Tatortot Italian Sausage Breakfast Casserole
What you need:
- 1 lb. mild ground Italian sausage
- 1 lb. spicy ground Italian sausage
- Olive oil
- 2 cloves minced garlic
- Salt to taste
- 1 tsp. Worcestershire sauce
- 1 cup sliced green onion, divided
- 1 pkg. (32 oz.) frozen tatortots, thaw partially while sausage cooks
- 3 cups shredded sharp cheddar cheese, divided
- 2 1/2 cups half and half
- 10 large eggs
- 4 oz. onion and chive cream cheese, softened
- 1 tsp. black pepper
- 1 tsp. ground mustard
- Dash of ground nutmeg
Directions:
- In a large skillet, heat olive oil over medium-high heat.

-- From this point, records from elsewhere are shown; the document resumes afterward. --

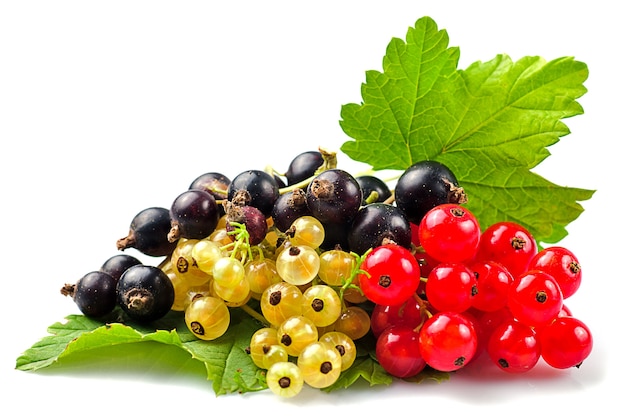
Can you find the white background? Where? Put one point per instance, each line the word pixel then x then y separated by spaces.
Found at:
pixel 110 107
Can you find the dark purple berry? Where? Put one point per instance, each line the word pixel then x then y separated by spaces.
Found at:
pixel 148 233
pixel 94 293
pixel 289 207
pixel 255 188
pixel 118 264
pixel 194 215
pixel 423 186
pixel 303 166
pixel 145 293
pixel 334 197
pixel 376 223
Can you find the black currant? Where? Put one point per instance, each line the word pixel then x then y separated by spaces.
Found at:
pixel 423 186
pixel 303 166
pixel 214 183
pixel 334 197
pixel 371 184
pixel 194 215
pixel 288 207
pixel 377 222
pixel 145 293
pixel 148 233
pixel 94 293
pixel 118 264
pixel 255 188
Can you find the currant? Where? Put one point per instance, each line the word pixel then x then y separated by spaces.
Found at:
pixel 449 233
pixel 378 223
pixel 281 301
pixel 343 344
pixel 288 207
pixel 194 215
pixel 535 298
pixel 285 379
pixel 320 364
pixel 145 293
pixel 424 185
pixel 252 218
pixel 336 266
pixel 255 188
pixel 295 333
pixel 398 351
pixel 184 264
pixel 509 244
pixel 451 287
pixel 260 343
pixel 303 166
pixel 298 265
pixel 373 188
pixel 411 313
pixel 492 284
pixel 207 317
pixel 306 230
pixel 118 264
pixel 562 264
pixel 566 342
pixel 447 341
pixel 514 347
pixel 261 273
pixel 233 295
pixel 334 197
pixel 205 253
pixel 390 275
pixel 94 293
pixel 228 272
pixel 354 321
pixel 212 182
pixel 148 233
pixel 321 304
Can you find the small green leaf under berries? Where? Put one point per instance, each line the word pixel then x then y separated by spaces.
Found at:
pixel 491 124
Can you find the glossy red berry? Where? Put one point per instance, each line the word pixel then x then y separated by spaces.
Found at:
pixel 448 341
pixel 566 342
pixel 451 287
pixel 561 264
pixel 535 298
pixel 449 233
pixel 492 283
pixel 390 275
pixel 513 347
pixel 397 351
pixel 509 244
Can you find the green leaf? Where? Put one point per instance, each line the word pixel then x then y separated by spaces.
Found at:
pixel 227 365
pixel 491 124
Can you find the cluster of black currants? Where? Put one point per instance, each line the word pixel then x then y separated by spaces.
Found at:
pixel 143 292
pixel 357 214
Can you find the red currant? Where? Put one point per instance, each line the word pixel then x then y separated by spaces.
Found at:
pixel 447 341
pixel 513 347
pixel 562 264
pixel 566 342
pixel 391 275
pixel 449 233
pixel 397 351
pixel 535 298
pixel 509 244
pixel 451 287
pixel 492 284
pixel 408 313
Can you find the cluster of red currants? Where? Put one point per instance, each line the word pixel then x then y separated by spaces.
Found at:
pixel 492 292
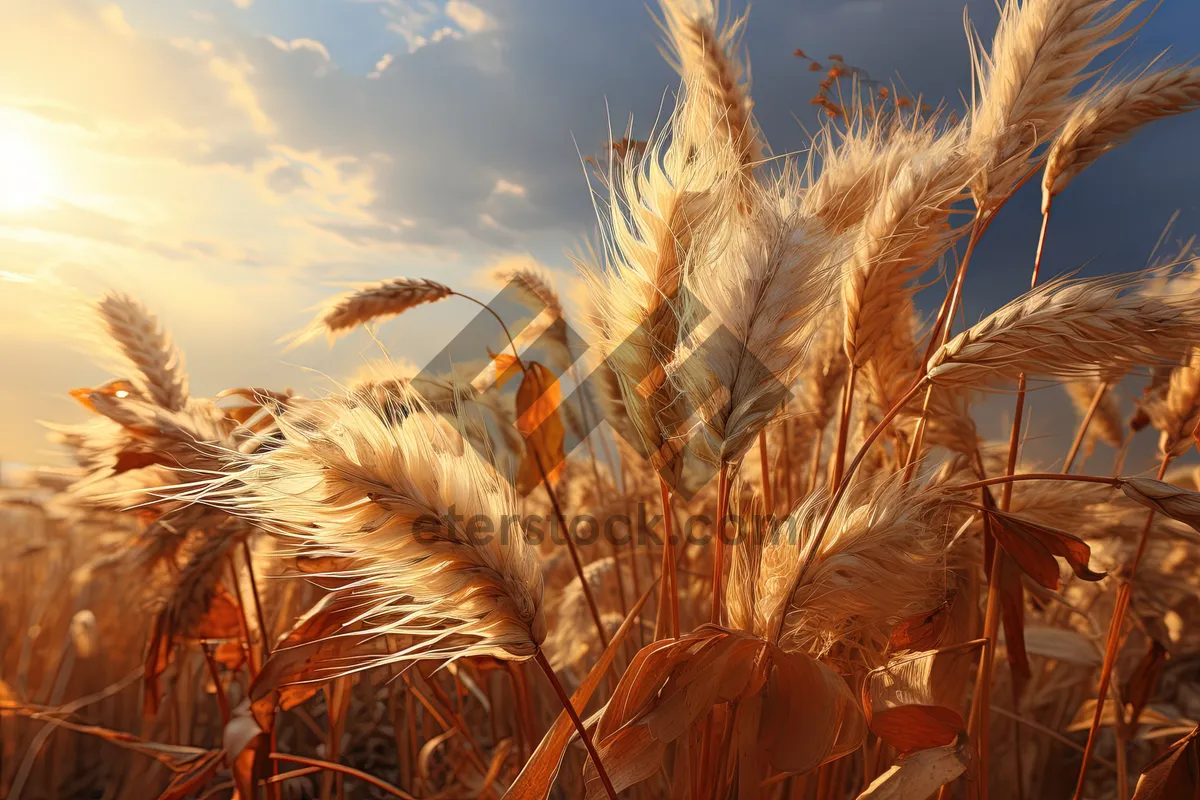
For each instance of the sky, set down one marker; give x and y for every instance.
(232, 162)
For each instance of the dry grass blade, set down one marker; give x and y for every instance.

- Add sausage and 1/2 cup green onions and cook until sausage is browned and crumbled.
- Add garlic, salt, and Worcestershire sauce and cook for 1 more minute. Drain, if needed.
- Coat a 9x13-inch baking dish with nonstick cooking spray.
- Layer tatortots in the baking dish and sprinkle with 1 cup cheese.
- Top with cooked sausage and 1/4 cup green onions. Top with 1 cup cheese.
- Whisk together half and half, eggs, cream cheese, salt to taste, black pepper, ground mustard, and nutmeg.
- Pour the egg mixture over the top and then top with 1/2 cup cheese.
- Bake in a preheated 350 degree oven for 50 to 60 minutes.
- Rest for 5 to 10 minutes and then sprinkle with remaining 1/4 cup green onions.